People can also be indifferent to something, which, handily, is zero. All together that gives us exactly what we need for an axis.

Here it will be the X axis. It is entirely subjective. We like what we like and don’t like what we don’t like. (And don’t care about what we don’t care about.)

The Y axis is quality, which we take to be (at least somewhat) objective.

It involves such quantifiable things as originality, complexity, nuance, boldness, texture, beauty, engagement, universality, authenticity, and skill level. (To name a few.) There is a subjective aspect to these things (who is to say whether more or less complexity is better), but there are objective references as well.

There are fewer objective references for badness. Shows that are essentially voyeuristic, for example, might qualify. This obviously assumes voyeurism is bad, which might be arguable. But there are topics or ways of telling stories that most would define as objectively bad (on content grounds).

In any event, we end up with:

I haven’t mentioned what we’re judging the taste and quality of, but the example shows examples of one obvious domain: stories.

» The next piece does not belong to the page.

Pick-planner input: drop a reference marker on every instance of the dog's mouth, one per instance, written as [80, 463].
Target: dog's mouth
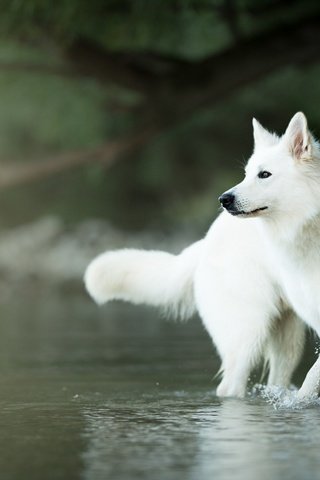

The idea is that for any given topic, there is a roughly objective quality to it, but whether people dislike or like it will vary considerably. So generally a given topic appears as a fuzzy horizontal cloud of dots (individual opinions).

For purposes of illustration, I’m assuming “Shakespeare” (by which I mean the stuff he wrote) is objectively good. That is certainly the general consensus. Some will find Shakespeare better than others, so it’s not a hard line — there’s some vertical volume to the cloud.

But what people think about Shakespeare is (literally) all over the map. Some dislike it for whatever reason, others love it. (We’d likely get slightly different clouds for each individual work of his. Some plays would get more likes.)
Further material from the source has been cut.